Hello People. Today I’m going to share a fantastic guide on HDPE vs PVC. Without any further ado, let’s begin.
HDPE VS PVC
When it comes to piping projects, many questions come to our minds. It’s a confusing topic in general, and it’s justified to be confused and not know what to do next. There is no shortage of debates justifying the usage of one type of pipe over the other. However, focusing on HDPE and PVC pipes, we’ll try to understand which pipe suits your application the best.
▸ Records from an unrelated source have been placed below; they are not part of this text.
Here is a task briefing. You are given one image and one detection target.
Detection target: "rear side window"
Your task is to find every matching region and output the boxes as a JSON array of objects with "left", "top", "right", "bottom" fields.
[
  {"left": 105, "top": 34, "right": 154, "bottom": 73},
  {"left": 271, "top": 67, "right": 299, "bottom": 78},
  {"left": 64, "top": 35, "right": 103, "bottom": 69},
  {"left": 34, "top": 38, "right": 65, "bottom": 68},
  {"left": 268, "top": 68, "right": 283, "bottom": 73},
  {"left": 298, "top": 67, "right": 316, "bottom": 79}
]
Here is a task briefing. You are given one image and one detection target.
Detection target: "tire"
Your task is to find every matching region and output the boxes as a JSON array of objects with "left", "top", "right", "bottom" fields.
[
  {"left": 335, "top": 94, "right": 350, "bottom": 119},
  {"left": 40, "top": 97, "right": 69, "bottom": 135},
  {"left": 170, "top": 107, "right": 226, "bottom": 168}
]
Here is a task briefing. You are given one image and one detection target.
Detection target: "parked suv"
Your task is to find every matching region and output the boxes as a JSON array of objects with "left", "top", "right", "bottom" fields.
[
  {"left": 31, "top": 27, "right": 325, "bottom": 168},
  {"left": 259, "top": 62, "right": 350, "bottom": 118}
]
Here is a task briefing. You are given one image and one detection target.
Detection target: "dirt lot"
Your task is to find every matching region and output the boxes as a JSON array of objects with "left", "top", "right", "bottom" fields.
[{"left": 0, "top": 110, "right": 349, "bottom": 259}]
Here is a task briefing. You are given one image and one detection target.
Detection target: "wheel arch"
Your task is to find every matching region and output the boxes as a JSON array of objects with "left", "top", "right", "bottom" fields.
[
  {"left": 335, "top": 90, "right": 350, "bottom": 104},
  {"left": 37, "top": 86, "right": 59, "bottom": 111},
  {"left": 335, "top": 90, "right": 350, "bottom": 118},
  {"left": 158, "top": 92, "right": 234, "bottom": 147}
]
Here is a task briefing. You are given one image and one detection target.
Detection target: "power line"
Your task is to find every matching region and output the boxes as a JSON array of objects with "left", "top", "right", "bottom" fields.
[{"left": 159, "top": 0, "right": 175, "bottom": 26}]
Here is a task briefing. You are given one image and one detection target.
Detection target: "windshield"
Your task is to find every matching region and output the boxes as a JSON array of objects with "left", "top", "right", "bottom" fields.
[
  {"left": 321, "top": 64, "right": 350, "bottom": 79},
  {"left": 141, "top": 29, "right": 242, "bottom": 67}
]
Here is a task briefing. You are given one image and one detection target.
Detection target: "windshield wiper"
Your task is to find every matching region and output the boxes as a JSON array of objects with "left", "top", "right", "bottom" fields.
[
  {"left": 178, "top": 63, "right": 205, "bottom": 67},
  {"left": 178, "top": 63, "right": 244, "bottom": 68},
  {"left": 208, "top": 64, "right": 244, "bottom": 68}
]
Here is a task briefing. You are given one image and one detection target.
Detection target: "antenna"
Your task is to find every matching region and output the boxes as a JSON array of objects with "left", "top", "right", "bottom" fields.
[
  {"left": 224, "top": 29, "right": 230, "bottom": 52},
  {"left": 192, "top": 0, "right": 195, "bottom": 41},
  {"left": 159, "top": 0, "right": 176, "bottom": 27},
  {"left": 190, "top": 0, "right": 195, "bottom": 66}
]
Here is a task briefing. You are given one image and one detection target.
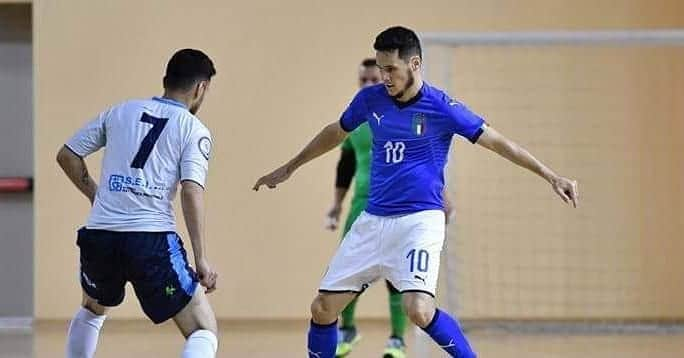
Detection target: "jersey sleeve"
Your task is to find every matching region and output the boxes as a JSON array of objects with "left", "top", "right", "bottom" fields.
[
  {"left": 339, "top": 89, "right": 369, "bottom": 132},
  {"left": 65, "top": 111, "right": 108, "bottom": 157},
  {"left": 444, "top": 97, "right": 486, "bottom": 143},
  {"left": 180, "top": 122, "right": 212, "bottom": 188}
]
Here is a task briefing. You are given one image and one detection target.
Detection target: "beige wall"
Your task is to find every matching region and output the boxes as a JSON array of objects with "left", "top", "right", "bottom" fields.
[
  {"left": 436, "top": 46, "right": 684, "bottom": 319},
  {"left": 35, "top": 0, "right": 684, "bottom": 320}
]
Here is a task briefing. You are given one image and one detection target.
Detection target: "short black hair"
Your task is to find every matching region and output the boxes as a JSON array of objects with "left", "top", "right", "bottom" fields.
[
  {"left": 373, "top": 26, "right": 422, "bottom": 60},
  {"left": 163, "top": 49, "right": 216, "bottom": 91},
  {"left": 361, "top": 58, "right": 376, "bottom": 67}
]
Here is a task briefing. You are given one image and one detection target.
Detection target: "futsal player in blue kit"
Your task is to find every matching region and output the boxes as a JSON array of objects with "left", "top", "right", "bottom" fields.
[{"left": 254, "top": 26, "right": 579, "bottom": 358}]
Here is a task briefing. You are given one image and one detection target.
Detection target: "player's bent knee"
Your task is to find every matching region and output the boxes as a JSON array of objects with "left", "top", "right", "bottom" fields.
[
  {"left": 310, "top": 295, "right": 338, "bottom": 325},
  {"left": 405, "top": 306, "right": 434, "bottom": 328},
  {"left": 402, "top": 293, "right": 436, "bottom": 328}
]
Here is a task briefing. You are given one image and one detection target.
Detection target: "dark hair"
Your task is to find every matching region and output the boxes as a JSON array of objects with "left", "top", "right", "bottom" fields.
[
  {"left": 163, "top": 49, "right": 216, "bottom": 91},
  {"left": 361, "top": 58, "right": 377, "bottom": 67},
  {"left": 373, "top": 26, "right": 422, "bottom": 60}
]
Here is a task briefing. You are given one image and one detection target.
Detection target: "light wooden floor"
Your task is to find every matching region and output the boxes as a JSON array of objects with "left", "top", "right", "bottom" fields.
[{"left": 3, "top": 320, "right": 684, "bottom": 357}]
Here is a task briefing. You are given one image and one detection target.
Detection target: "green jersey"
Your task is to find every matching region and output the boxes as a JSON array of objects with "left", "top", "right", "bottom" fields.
[{"left": 341, "top": 122, "right": 371, "bottom": 235}]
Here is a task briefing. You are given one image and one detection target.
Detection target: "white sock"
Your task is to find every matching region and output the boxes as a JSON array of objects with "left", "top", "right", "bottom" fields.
[
  {"left": 182, "top": 329, "right": 218, "bottom": 358},
  {"left": 66, "top": 307, "right": 106, "bottom": 358}
]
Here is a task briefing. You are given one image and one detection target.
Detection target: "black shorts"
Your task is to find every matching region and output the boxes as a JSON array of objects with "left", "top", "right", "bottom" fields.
[{"left": 77, "top": 228, "right": 199, "bottom": 324}]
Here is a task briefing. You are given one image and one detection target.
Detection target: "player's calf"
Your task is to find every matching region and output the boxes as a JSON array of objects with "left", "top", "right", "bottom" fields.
[
  {"left": 174, "top": 287, "right": 219, "bottom": 358},
  {"left": 402, "top": 292, "right": 476, "bottom": 358},
  {"left": 174, "top": 287, "right": 218, "bottom": 337}
]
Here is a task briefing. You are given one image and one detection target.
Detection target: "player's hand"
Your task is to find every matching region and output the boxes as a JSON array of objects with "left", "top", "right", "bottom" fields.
[
  {"left": 325, "top": 204, "right": 342, "bottom": 231},
  {"left": 253, "top": 165, "right": 292, "bottom": 191},
  {"left": 551, "top": 176, "right": 579, "bottom": 208},
  {"left": 195, "top": 258, "right": 218, "bottom": 293}
]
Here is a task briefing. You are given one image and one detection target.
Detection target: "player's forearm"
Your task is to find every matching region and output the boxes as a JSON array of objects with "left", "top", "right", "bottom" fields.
[
  {"left": 477, "top": 127, "right": 559, "bottom": 183},
  {"left": 490, "top": 139, "right": 558, "bottom": 183},
  {"left": 56, "top": 146, "right": 98, "bottom": 204},
  {"left": 286, "top": 122, "right": 347, "bottom": 173},
  {"left": 181, "top": 181, "right": 207, "bottom": 262},
  {"left": 333, "top": 187, "right": 348, "bottom": 207}
]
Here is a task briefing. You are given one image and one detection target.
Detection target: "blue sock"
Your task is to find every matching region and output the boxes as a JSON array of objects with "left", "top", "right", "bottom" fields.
[
  {"left": 422, "top": 309, "right": 476, "bottom": 358},
  {"left": 307, "top": 320, "right": 337, "bottom": 358}
]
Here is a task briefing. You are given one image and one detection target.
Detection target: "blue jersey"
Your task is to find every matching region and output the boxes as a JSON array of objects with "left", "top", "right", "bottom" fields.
[{"left": 339, "top": 83, "right": 485, "bottom": 216}]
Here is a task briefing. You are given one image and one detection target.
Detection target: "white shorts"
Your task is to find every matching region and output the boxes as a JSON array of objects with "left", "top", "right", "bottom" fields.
[{"left": 319, "top": 210, "right": 445, "bottom": 297}]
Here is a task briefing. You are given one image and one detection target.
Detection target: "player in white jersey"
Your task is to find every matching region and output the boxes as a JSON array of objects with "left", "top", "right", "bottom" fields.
[{"left": 57, "top": 49, "right": 219, "bottom": 358}]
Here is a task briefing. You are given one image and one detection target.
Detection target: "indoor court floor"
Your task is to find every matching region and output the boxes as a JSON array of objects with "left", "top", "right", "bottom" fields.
[{"left": 2, "top": 320, "right": 684, "bottom": 357}]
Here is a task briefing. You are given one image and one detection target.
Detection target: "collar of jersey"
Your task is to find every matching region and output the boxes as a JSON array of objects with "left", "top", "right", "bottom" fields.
[
  {"left": 152, "top": 96, "right": 188, "bottom": 109},
  {"left": 391, "top": 82, "right": 425, "bottom": 109}
]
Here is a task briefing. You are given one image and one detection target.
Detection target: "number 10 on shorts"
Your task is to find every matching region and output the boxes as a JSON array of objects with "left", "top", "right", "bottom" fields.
[{"left": 407, "top": 249, "right": 429, "bottom": 273}]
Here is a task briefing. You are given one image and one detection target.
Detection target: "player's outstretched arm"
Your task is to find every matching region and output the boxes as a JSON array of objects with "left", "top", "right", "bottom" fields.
[
  {"left": 56, "top": 146, "right": 98, "bottom": 204},
  {"left": 181, "top": 180, "right": 218, "bottom": 293},
  {"left": 476, "top": 125, "right": 579, "bottom": 207},
  {"left": 253, "top": 121, "right": 348, "bottom": 191}
]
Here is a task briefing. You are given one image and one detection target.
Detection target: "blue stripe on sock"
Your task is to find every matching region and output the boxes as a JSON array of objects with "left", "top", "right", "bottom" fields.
[{"left": 166, "top": 233, "right": 194, "bottom": 295}]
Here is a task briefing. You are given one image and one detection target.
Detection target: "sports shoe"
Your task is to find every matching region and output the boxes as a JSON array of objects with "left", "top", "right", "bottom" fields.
[
  {"left": 335, "top": 326, "right": 361, "bottom": 357},
  {"left": 382, "top": 336, "right": 406, "bottom": 358}
]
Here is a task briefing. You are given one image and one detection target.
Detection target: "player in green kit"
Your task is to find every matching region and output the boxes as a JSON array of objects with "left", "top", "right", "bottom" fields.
[{"left": 325, "top": 58, "right": 407, "bottom": 358}]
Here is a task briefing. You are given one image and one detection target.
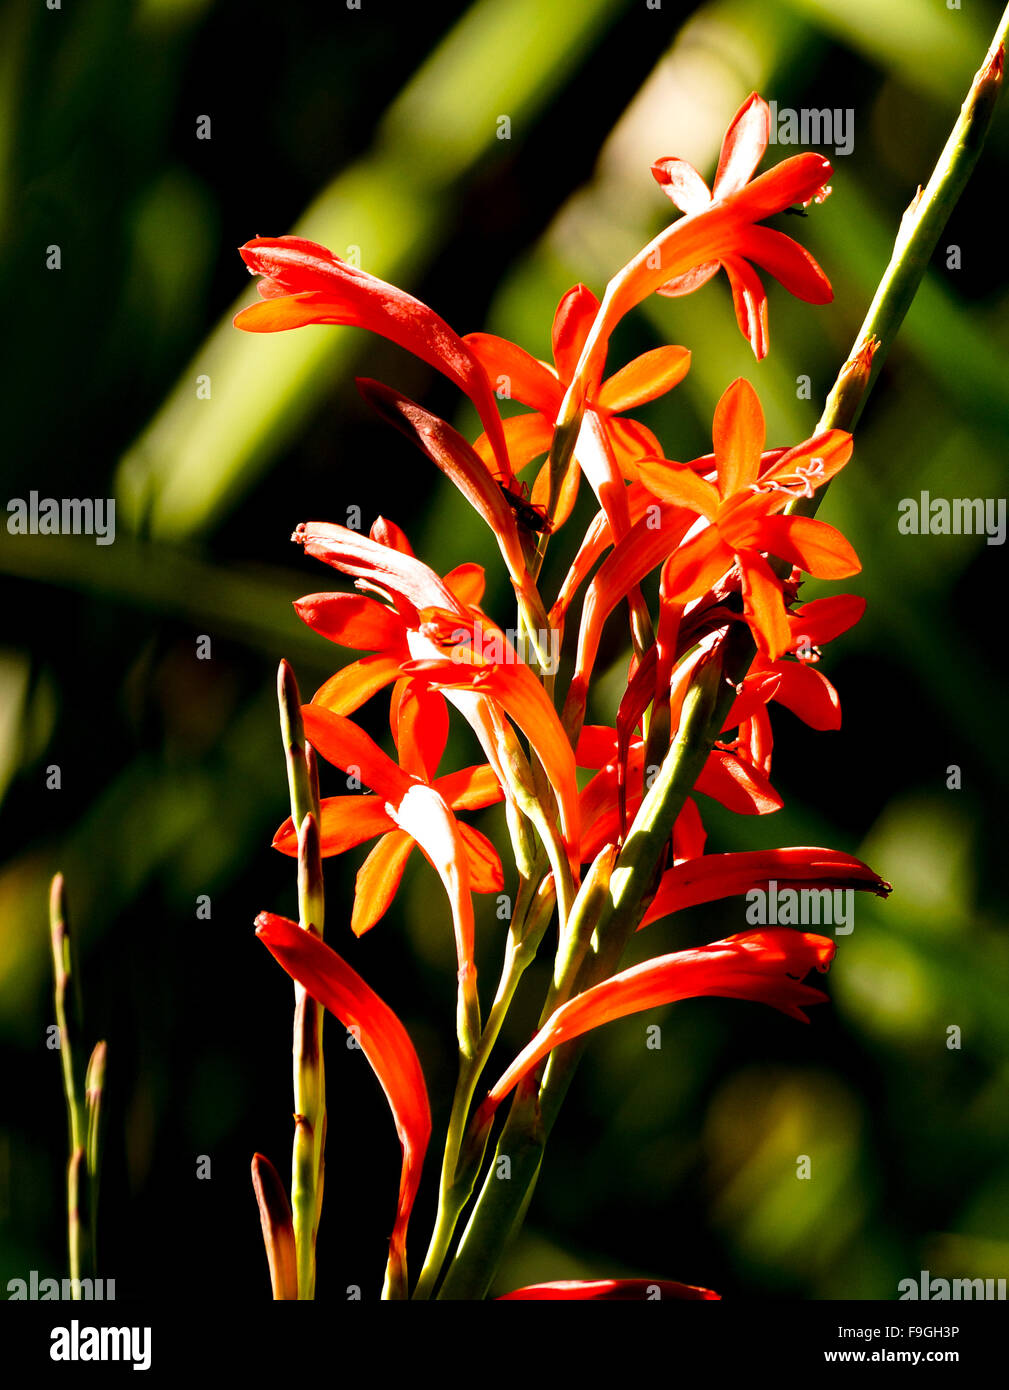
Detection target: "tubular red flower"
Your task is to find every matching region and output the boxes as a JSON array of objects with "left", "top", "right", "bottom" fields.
[
  {"left": 640, "top": 379, "right": 858, "bottom": 659},
  {"left": 482, "top": 929, "right": 836, "bottom": 1115},
  {"left": 640, "top": 847, "right": 892, "bottom": 927},
  {"left": 235, "top": 236, "right": 514, "bottom": 484},
  {"left": 291, "top": 703, "right": 485, "bottom": 977},
  {"left": 255, "top": 912, "right": 431, "bottom": 1284},
  {"left": 273, "top": 682, "right": 504, "bottom": 933},
  {"left": 466, "top": 286, "right": 690, "bottom": 529}
]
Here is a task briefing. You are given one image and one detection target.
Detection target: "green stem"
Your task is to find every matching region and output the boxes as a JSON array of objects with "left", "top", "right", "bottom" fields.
[
  {"left": 84, "top": 1040, "right": 107, "bottom": 1273},
  {"left": 413, "top": 872, "right": 555, "bottom": 1299},
  {"left": 49, "top": 873, "right": 90, "bottom": 1292},
  {"left": 438, "top": 659, "right": 736, "bottom": 1299},
  {"left": 277, "top": 660, "right": 327, "bottom": 1301}
]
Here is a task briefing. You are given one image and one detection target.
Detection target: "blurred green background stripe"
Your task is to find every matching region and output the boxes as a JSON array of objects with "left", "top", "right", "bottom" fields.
[
  {"left": 0, "top": 535, "right": 327, "bottom": 669},
  {"left": 780, "top": 0, "right": 987, "bottom": 103},
  {"left": 115, "top": 0, "right": 631, "bottom": 541}
]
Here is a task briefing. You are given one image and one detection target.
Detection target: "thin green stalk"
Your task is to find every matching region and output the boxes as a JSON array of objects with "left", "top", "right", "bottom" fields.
[
  {"left": 49, "top": 874, "right": 107, "bottom": 1294},
  {"left": 49, "top": 874, "right": 87, "bottom": 1289},
  {"left": 277, "top": 660, "right": 327, "bottom": 1301},
  {"left": 84, "top": 1041, "right": 107, "bottom": 1272}
]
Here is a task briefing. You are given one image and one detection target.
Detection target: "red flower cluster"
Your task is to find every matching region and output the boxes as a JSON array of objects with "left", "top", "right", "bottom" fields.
[{"left": 242, "top": 93, "right": 889, "bottom": 1301}]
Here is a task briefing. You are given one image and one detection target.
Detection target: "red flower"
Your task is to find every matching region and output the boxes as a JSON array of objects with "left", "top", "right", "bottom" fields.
[
  {"left": 481, "top": 929, "right": 836, "bottom": 1117},
  {"left": 295, "top": 520, "right": 581, "bottom": 870},
  {"left": 273, "top": 680, "right": 504, "bottom": 936},
  {"left": 235, "top": 236, "right": 514, "bottom": 484},
  {"left": 293, "top": 516, "right": 484, "bottom": 716},
  {"left": 639, "top": 846, "right": 891, "bottom": 928},
  {"left": 465, "top": 286, "right": 690, "bottom": 527},
  {"left": 255, "top": 912, "right": 431, "bottom": 1299},
  {"left": 283, "top": 700, "right": 483, "bottom": 1000},
  {"left": 650, "top": 93, "right": 833, "bottom": 357},
  {"left": 720, "top": 594, "right": 867, "bottom": 779},
  {"left": 498, "top": 1279, "right": 720, "bottom": 1300},
  {"left": 638, "top": 378, "right": 859, "bottom": 659}
]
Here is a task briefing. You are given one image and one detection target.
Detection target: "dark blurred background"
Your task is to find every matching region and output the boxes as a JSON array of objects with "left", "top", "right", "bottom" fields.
[{"left": 1, "top": 0, "right": 1008, "bottom": 1300}]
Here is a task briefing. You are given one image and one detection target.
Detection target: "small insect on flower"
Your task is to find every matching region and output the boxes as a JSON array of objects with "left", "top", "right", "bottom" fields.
[
  {"left": 783, "top": 206, "right": 809, "bottom": 218},
  {"left": 497, "top": 481, "right": 553, "bottom": 534}
]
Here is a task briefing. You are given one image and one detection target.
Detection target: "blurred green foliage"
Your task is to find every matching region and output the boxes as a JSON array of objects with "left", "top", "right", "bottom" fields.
[{"left": 1, "top": 0, "right": 1007, "bottom": 1300}]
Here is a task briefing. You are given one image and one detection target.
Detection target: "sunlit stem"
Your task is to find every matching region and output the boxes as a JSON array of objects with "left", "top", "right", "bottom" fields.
[
  {"left": 49, "top": 874, "right": 91, "bottom": 1293},
  {"left": 413, "top": 872, "right": 556, "bottom": 1299},
  {"left": 84, "top": 1041, "right": 107, "bottom": 1271},
  {"left": 438, "top": 659, "right": 734, "bottom": 1299},
  {"left": 277, "top": 660, "right": 327, "bottom": 1301}
]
PVC VS HDPE: Common Characteristics
- Corrosion Resistant
- Higher life expectancy than pipes made from Steel, Copper, and iron
- Resistant to bacteriological and chemical buildup
In terms of durability, both plastics perform well. PVC is a vinyl polymer wheres, and HDPE is a thermoplastic made from petroleum. Both fare pretty well in high temperatures. When comparing failure rates when exposed to situations like stress, rain, wind, heat, or cold, HDPE stands out. PVC pipes have a rating of one in 48,650 events; HDPE one in 10,000,000 events. However, PVC pipes are more advisable for one-time projects.
When joining or connecting, a PVC gasket or glue must be used. HDPE must be joined with heat fusion. But, HDPE pipes are capable of resisting more shock waves than PVC pipes. Interestingly, PVC can be joined underwater, but the same can’t be said about HDPE.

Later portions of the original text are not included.